I also had issues in my homelab and I was being able to replicate the issue.
I basically setup all my 4 DNS servers in the vCenter configuration wizard (2nd step) and 2 of them were Powered off.
I could say that it's best to setup the vCenter with just one DNS server and then to reconfigure it with the others.
For NTP settings, I chose to sync the vCenter with the local ESX but previously I was using pool.ntp.org.
This might be also causing issues but I doubt.
So I got a response from vmware tech support on this, and the only thing that worked for me was this:
Pause the install process right before phase 2.
Open a console to the appliance, enable SSH
On the appliance, echo "::1 localhost.localdom localhost" >> /etc/hosts
Continue the installer and magically it works. This shouldn't really matter, but it does, so I figured I'd let people see if it fixed their issues.

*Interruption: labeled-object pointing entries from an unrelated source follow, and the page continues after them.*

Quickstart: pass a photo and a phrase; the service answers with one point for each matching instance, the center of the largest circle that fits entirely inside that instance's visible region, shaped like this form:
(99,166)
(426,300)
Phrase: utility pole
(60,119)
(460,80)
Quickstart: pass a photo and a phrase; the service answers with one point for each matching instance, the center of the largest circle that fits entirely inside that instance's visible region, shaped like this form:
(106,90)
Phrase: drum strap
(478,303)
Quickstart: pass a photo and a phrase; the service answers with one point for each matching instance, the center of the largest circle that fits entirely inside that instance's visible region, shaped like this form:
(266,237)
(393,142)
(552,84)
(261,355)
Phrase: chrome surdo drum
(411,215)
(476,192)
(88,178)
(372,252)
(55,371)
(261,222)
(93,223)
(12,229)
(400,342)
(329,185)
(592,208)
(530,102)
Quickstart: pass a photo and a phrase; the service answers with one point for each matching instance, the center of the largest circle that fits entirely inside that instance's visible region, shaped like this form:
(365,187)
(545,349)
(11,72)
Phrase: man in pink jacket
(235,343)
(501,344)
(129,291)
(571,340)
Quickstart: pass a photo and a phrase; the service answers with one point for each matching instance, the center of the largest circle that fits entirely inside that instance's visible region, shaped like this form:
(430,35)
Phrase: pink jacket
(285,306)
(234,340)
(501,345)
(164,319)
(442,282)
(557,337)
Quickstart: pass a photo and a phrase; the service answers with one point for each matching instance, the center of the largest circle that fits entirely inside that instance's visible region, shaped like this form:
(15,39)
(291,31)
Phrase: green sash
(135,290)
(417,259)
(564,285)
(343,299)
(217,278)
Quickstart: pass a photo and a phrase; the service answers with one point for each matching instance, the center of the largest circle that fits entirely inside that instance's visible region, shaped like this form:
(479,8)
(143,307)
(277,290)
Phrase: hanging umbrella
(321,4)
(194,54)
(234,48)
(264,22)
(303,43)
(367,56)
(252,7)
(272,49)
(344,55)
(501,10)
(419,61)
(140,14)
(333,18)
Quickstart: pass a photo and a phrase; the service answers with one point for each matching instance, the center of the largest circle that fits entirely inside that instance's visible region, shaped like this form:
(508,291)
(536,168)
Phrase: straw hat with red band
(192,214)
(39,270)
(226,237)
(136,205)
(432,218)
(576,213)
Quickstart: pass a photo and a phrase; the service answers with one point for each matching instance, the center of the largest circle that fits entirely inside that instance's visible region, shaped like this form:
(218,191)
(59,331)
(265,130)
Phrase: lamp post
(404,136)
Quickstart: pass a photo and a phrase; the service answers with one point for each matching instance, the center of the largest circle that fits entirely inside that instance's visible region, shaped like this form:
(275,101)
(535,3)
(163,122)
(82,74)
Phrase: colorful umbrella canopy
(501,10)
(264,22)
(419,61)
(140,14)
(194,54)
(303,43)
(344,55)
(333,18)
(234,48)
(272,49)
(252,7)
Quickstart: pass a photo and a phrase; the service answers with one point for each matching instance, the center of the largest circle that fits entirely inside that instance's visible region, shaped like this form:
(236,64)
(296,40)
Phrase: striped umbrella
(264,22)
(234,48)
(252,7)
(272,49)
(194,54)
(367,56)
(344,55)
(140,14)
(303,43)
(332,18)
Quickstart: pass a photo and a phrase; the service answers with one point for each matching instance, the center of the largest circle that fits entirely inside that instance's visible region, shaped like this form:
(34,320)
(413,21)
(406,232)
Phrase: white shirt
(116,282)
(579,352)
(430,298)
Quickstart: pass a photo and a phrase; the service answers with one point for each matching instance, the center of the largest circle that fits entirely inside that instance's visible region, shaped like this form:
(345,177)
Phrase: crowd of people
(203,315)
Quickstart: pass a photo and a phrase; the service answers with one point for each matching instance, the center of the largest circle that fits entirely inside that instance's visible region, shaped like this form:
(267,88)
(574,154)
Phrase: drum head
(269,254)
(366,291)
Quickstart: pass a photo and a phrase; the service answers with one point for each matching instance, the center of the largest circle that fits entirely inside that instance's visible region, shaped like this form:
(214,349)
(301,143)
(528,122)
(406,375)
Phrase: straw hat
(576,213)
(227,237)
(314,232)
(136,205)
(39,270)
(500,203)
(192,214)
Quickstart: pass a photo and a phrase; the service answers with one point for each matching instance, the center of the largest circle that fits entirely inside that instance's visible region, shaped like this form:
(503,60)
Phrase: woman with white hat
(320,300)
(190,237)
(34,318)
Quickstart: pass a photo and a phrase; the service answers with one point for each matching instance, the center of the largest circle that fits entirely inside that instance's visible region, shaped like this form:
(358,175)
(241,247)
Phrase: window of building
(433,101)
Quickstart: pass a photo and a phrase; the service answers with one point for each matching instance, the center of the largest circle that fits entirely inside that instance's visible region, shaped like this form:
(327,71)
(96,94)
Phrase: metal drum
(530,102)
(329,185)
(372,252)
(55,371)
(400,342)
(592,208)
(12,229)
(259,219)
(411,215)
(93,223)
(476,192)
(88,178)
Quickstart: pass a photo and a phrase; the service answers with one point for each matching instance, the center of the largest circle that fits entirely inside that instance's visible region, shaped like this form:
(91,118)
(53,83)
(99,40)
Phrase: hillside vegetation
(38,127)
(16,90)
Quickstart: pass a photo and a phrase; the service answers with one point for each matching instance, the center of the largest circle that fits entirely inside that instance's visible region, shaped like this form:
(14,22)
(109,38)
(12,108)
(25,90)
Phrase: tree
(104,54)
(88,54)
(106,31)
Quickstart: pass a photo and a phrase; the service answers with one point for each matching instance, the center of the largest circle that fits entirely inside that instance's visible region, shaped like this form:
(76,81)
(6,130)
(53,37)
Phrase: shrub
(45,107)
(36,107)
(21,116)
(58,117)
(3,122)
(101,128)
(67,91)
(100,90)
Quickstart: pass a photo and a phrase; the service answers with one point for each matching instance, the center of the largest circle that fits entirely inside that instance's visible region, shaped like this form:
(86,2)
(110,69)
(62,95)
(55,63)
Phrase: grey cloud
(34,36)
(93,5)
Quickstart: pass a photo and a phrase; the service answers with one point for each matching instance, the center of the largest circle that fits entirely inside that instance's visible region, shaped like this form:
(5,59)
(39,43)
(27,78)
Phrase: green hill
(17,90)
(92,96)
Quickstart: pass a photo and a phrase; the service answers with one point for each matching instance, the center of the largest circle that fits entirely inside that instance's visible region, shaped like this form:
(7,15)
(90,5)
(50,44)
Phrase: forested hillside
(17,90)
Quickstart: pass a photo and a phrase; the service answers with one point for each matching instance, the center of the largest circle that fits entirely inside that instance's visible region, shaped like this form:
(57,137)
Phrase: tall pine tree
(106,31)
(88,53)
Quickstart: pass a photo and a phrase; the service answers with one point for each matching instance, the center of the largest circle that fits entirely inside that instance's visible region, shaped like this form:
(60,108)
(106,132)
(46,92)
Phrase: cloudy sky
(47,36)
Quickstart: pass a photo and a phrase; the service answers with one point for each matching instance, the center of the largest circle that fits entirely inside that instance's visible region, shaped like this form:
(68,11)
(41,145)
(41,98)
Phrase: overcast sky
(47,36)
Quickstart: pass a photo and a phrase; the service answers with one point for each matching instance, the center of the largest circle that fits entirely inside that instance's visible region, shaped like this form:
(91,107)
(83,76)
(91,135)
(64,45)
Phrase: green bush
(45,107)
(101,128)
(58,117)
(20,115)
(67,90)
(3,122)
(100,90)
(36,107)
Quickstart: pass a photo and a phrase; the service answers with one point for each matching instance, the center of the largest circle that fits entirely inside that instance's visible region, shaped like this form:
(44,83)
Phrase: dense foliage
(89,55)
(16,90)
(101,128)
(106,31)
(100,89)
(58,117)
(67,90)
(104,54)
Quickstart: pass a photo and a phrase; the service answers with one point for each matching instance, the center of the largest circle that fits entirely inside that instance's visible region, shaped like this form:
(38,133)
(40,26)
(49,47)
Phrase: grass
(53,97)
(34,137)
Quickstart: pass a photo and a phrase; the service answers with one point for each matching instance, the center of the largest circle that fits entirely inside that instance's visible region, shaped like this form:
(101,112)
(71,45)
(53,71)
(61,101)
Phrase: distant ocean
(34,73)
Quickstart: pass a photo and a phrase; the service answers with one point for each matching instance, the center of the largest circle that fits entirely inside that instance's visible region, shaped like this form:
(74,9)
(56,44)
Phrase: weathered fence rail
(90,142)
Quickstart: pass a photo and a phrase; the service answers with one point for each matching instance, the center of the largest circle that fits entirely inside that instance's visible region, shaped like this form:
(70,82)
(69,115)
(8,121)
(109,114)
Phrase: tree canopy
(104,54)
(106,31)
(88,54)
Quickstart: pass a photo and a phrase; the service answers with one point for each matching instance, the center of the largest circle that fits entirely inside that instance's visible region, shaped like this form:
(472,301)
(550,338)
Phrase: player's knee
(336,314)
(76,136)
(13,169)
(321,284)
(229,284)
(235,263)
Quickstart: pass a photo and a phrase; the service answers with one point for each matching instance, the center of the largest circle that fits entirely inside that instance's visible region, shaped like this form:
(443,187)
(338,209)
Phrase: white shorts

Their first recommendation was basically most people's problem: forward and reverse DNS should work before you install. But if your DNS is happy and the appliance still hates life, it appears to also care about v6 lookups.
Worked for me - thank you CSvec.
I ran in to same issue when deploying VCSA 6.5 in lab and while researching came over to this thread.
Couple of things which I wanted to share. Quick Note , I dont have any DNS server setup in my lab. I agree we definitely need to have DNS in Production deployments but I have never used DNS for VCSA in Lab
Hope this helps , Keep Sharing !!!!
CSvec,
Thank you, it worked for me.
I gave the DNS IP as VCSA IP itself.
Please check if this KB helps for this issue,
CSvec has the right idea.
Additional steps, required in my situation:
- Despite running " echo "::1 localhost.localdom localhost" >> /etc/hosts" before stage 2, I got the same error.
- After 2 tries, I figured out, the the begging of stage 2 was actually erasing the edits in /etc/hosts
Solution:
- Wait until stage 2 is at 2%, and then add " echo "::1 localhost.localdom localhost" >> /etc/hosts". You may want to be logged in via SSH in order to be ready.
Option B:
- Set the DNS to the VC itself. This can be updated later.
Good luck.
Hi,
There is even a better solution which does not require any tricks "on the fly" like echo-ing the string to /etc/hosts file during the install at 2%. Just follow this KB as advised by support:
Regards.
R
Thank you CSvec!
This worked like a champ!
With VCSA 6.5a release (2017-02-02) there is no need to use the workaround by altering /etc/hosts file. Either fix suggested by CSvec or GabeGheorghiu is no longer required.
Just download and use VCSA 6.5a for migration and now it goes smoothly right from Stage 1 to Stage 2:
https://my.vmware.com/group/vmware/details?downloadGroup=VC650A&productId=614
No, I can confirm that I'm definitely still getting this issue on the VCSA 6.5a (4944578) installer, upgrading from vCenter 5.5 (1750787) on Windows.
I'd also like to point out that the KB article says to insert the ::1 line into the middle of the hosts file, inside the "VAMI_EDIT" block, which never worked for me -- checking after its failure, the line I'd inserted was absent, so I think that block gets overwritten -- and that appending the line to the end of the file (via the '>>' redirector) did the trick.
After trying everything from here (DNS, Reverse DNS, Disabling IPv6, editing the /etc/hosts) and nothing helped, I tried the newest VCSA 6.5b (available since yesterday) and that worked like a charm. I checked the /etc/hosts during Phase 2 and it seems that they have corrected the bug there (found an entry for IPv6).